On July 14, 1997, PJM members proposed a further modification of pricing for Pool interchange that would permit each PJM Pool participant to bid to supply energy to PJM at any price that Pool participant deems appropriate, rather than at cost. Under the new proposal, PJM's current dispatch method would then apply to such discretionary bids.

In order for the new proposal to take effect, FERC would have to determine that the Pool members either lack market power over the sale of electric energy in Pool interchange or have adequately reduced any market power they may possess. The proposed changes in PJM would allow the joint ventures to bid their output based on the price they are willing to accept rather than their regulatory costs.

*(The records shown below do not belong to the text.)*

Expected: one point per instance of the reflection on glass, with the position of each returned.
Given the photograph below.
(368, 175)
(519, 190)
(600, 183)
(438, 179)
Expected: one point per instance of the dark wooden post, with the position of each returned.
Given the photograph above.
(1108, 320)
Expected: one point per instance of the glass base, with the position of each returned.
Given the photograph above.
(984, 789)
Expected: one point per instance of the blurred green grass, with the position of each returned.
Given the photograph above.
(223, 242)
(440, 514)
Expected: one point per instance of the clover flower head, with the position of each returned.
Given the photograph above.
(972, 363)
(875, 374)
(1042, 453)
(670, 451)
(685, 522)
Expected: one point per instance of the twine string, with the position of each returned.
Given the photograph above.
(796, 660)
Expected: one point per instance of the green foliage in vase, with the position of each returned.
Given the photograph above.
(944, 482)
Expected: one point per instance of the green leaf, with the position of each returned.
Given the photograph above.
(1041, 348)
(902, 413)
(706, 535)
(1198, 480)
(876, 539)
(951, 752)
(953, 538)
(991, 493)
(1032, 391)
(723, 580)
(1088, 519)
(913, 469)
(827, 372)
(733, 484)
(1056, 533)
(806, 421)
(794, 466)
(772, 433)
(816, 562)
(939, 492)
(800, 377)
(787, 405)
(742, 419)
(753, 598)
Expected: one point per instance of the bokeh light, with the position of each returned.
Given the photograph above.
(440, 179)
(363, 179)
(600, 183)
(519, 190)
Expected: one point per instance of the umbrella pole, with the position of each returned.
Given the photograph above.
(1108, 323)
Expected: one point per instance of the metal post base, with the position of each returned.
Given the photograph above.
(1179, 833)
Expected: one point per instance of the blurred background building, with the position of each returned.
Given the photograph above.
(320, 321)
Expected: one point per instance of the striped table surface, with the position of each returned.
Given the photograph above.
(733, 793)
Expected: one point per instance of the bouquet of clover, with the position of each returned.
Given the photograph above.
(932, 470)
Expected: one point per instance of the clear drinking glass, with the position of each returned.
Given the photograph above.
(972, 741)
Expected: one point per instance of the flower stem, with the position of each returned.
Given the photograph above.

To avoid the risk that the joint ventures might be used as an mechanisms for collusion between or among their owner/rivals, they and their owners will observe information flow limitations designed to avoid anticompetitive information exchanges.

The joint ventures' bids to PJM or the ISO will be prepared by an internal Project Office. No owner will communicate any information to the joint ventures about any bid that the owner intends to submit to PMJ or the ISO. Information regarding bids which the joint ventures have submitted to PJM or the ISO will not be available for review by any owner until after the deadline for submission of competing bids. In addition, all owners of the joint ventures have pledged to adhere to a Code of Conduct that expressly enjoins them from discussing with each other their independent prices, marketing plans, costs and other competitively significant information.

Under the Department's business review procedure, a person or organization may submit a proposed action to the Antitrust Division and receive a statement as to whether the Division will challenge the activity as a violation of federal antitrust laws.

A file containing the business review request and the Department's response may be examined in the Legal Procedure Unit of the Antitrust Division, Suite 215, Liberty Place, 325 7th Street, N.W., Washington, D.C. 20530. After a 30-day waiting period, the document supporting the business review will be added to the file.